Un relato áspero sin grandes epifanías y donde el más joven descubre paulatinamente lo fácil que lo ha tenido gracias al esfuerzo de su machacado progenitor. Tampoco este podrá seguir ajeno a los cambios en su pequeño mundo, dejando de asociar el Mal con todo lo desconocido. ¿Algo naif y conservadora en sus conclusiones? Sí, el director es de Crimea y sabe que tiene la rara oportunidad de hablar de los suyos. Lo hace sin buscar enemigos debajo de las piedras y eso, en la ópera prima de un tipo de 27 años afectado personalmente por el tema que aborda, se me antoja un logro descomunal.

De un presente de derrotados que deben de acatar un nuevo orden establecido unilateralmente, a un futuro de supervivientes en una tierra envenenada y desahuciada. En Atlantis (Valentyn Vasyanovych, 2019), la sombra de Tarkovski es alargada, pero también la de otros muchos cultivadores del plano único. Una puesta en escena sobria y espiritual para presentarnos una Ucrania desolada.

Año 2025. El país trata de volver a una imposible normalidad, tratando de recuperarse de la última guerra con su avasallador vecino. Los excombatientes de aquel conflicto se incorporan a un mercado de trabajo en declive: astilleros que cierran, servicios esenciales que no reabren, infraestructuras irrecuperables.

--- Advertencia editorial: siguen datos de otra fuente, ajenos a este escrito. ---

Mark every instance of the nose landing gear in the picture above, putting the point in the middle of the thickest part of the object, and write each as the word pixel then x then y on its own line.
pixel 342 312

La principal ocupación consiste en ayudar en las tareas de “reconstrucción”. Una labor que se antoja titánica: allá por donde pasa nuestro protagonista al volante de su camión cisterna le aguarda el mismo paisaje de ciudades en ruinas, carreteras por asfaltar y minas por desmantelar. ¿A qué aferrarse en este panorama depresivo? ¿Existe alguna posibilidad de escape? ¿Se pueden aplacar los propios fantasmas en los brazos de alguien?

Cunetas, fosas comunes y autopsias. Y sin embargo, Vasyanovych -director, guionista, director de fotografía y productor- se las apaña para abrir un resquicio de esperanza. Lo cual es casi una novedad en el cine eslavo reciente, empeñado en una descorazonadora renuncia al humanismo. Como si el caos y la brutalidad hubiesen ganado hace tiempo y a nadie le importase ya aparentar lo contrario.

El resultado acaba calando en los huesos, contagiando el desconsuelo pero sin regodeos sádicos. La salvación no está en el dinero de fuera, en las promesas incumplidas, ni tan siquiera en la recuperación de la memoria histórica. Basta con volver a confiar en alguien para poder empezar a olvidar una guerra.